5. En troisième lieu, selon la jurisprudence de la Cour de justice de l'Union européenne, le droit d'être entendu fait partie intégrante du respect des droits de la défense, principe général du droit de l'Union. Ce droit se définit comme celui de toute personne de faire connaître, de manière utile et effective, son point de vue au cours d'une procédure administrative avant l'adoption de toute décision susceptible d'affecter de manière défavorable ses intérêts. Il ne saurait cependant être interprété en ce sens que l'autorité nationale compétente serait tenue, dans tous les cas, d'entendre l'intéressé lorsque celui-ci a déjà eu la possibilité de présenter son point de vue de manière utile et effective. En particulier, l'étranger qui sollicite la délivrance d'un titre de séjour, en raison même de l'accomplissement de cette démarche qui tend à son maintien régulier sur le territoire français ne saurait ignorer qu'en cas de refus, il pourra faire l'objet d'une mesure d'éloignement. Il lui appartient donc, lors du dépôt de sa demande, de produire tous éléments susceptibles de venir au soutien de cette demande, et il lui est loisible, au cours de l'instruction de sa demande, de faire valoir auprès de l'administration toute observation complémentaire utile, au besoin en faisant état d'éléments nouveaux. Par ailleurs, une atteinte au droit d'être entendu n'est susceptible d'affecter la régularité de la procédure à l'issue de laquelle une décision faisant grief est prise que si la personne concernée a été privée de la possibilité de présenter des éléments pertinents qui auraient pu avoir une influence sur le contenu de la décision. Si Mme A soutient qu'elle n'a pas été invitée à présenter ses observations préalablement à l'édiction de l'arrêté litigieux, il ne ressort pas des pièces du dossier que l'intéressée aurait été empêchée de présenter des éléments nouveaux qui auraient conduit le préfet à prendre des décisions différentes à son égard. Par suite, le moyen tiré de la méconnaissance du droit d'être entendu doit être écarté.

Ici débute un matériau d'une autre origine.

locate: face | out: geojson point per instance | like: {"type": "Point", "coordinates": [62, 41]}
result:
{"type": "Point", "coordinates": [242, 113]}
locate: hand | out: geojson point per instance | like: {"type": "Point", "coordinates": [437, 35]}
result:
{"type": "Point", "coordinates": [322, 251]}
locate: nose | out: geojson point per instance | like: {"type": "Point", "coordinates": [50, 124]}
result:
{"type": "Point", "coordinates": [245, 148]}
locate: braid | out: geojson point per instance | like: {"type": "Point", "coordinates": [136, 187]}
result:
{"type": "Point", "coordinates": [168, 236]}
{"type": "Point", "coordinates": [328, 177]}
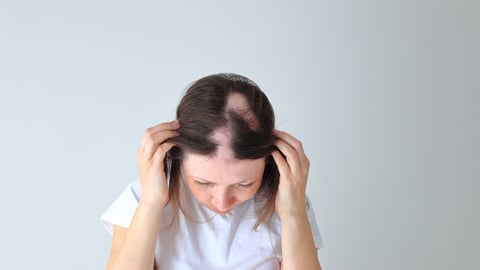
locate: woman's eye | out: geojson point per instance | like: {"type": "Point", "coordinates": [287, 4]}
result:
{"type": "Point", "coordinates": [202, 183]}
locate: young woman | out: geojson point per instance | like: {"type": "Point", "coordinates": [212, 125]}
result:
{"type": "Point", "coordinates": [219, 188]}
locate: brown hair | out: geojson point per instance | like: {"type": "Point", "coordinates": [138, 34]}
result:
{"type": "Point", "coordinates": [203, 110]}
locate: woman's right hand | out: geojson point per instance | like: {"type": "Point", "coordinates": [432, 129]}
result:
{"type": "Point", "coordinates": [150, 158]}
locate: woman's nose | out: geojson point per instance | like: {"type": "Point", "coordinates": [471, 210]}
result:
{"type": "Point", "coordinates": [223, 201]}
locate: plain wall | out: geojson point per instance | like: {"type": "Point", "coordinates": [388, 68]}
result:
{"type": "Point", "coordinates": [383, 94]}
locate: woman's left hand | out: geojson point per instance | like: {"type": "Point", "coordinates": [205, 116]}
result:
{"type": "Point", "coordinates": [293, 166]}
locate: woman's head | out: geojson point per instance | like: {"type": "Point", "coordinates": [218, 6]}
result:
{"type": "Point", "coordinates": [226, 125]}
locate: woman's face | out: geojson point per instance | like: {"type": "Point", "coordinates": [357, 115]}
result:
{"type": "Point", "coordinates": [220, 182]}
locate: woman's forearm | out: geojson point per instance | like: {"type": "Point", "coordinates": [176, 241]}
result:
{"type": "Point", "coordinates": [298, 248]}
{"type": "Point", "coordinates": [138, 248]}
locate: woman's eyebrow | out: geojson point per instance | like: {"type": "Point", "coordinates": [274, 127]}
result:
{"type": "Point", "coordinates": [208, 181]}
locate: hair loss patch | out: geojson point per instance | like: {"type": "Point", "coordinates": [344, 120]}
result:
{"type": "Point", "coordinates": [238, 104]}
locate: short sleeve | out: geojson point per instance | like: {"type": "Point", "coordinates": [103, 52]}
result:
{"type": "Point", "coordinates": [317, 238]}
{"type": "Point", "coordinates": [120, 213]}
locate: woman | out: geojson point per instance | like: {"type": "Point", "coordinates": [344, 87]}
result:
{"type": "Point", "coordinates": [219, 188]}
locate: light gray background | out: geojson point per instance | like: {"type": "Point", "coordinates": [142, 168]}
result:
{"type": "Point", "coordinates": [384, 95]}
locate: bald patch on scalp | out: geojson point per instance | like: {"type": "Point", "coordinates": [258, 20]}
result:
{"type": "Point", "coordinates": [237, 103]}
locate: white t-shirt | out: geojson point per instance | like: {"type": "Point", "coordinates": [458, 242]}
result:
{"type": "Point", "coordinates": [210, 241]}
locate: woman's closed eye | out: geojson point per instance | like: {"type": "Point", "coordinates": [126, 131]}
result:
{"type": "Point", "coordinates": [201, 183]}
{"type": "Point", "coordinates": [245, 185]}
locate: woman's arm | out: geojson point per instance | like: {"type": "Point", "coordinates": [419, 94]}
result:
{"type": "Point", "coordinates": [134, 248]}
{"type": "Point", "coordinates": [298, 249]}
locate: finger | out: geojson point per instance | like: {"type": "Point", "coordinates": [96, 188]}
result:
{"type": "Point", "coordinates": [294, 142]}
{"type": "Point", "coordinates": [291, 155]}
{"type": "Point", "coordinates": [160, 153]}
{"type": "Point", "coordinates": [282, 164]}
{"type": "Point", "coordinates": [150, 132]}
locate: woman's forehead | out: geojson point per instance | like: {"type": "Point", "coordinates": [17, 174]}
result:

En ce qui concerne la décision portant refus de renouvellement de titre de séjour :

6. Aux termes de l'article L. 422-1 du code de l'entrée et du séjour des étrangers et du droit d'asile : " L'étranger qui établit qu'il suit un enseignement en France ou qu'il y fait des études et qui justifie disposer de moyens d'existence suffisants se voit délivrer une carte de séjour temporaire portant la mention "étudiant" d'une durée inférieure ou égale à un an () ". Il résulte de ces dispositions que le renouvellement de la carte de séjour temporaire portant la mention " étudiant " est subordonné, notamment, à la justification par son titulaire de la réalité et du sérieux des études qu'il déclare accomplir.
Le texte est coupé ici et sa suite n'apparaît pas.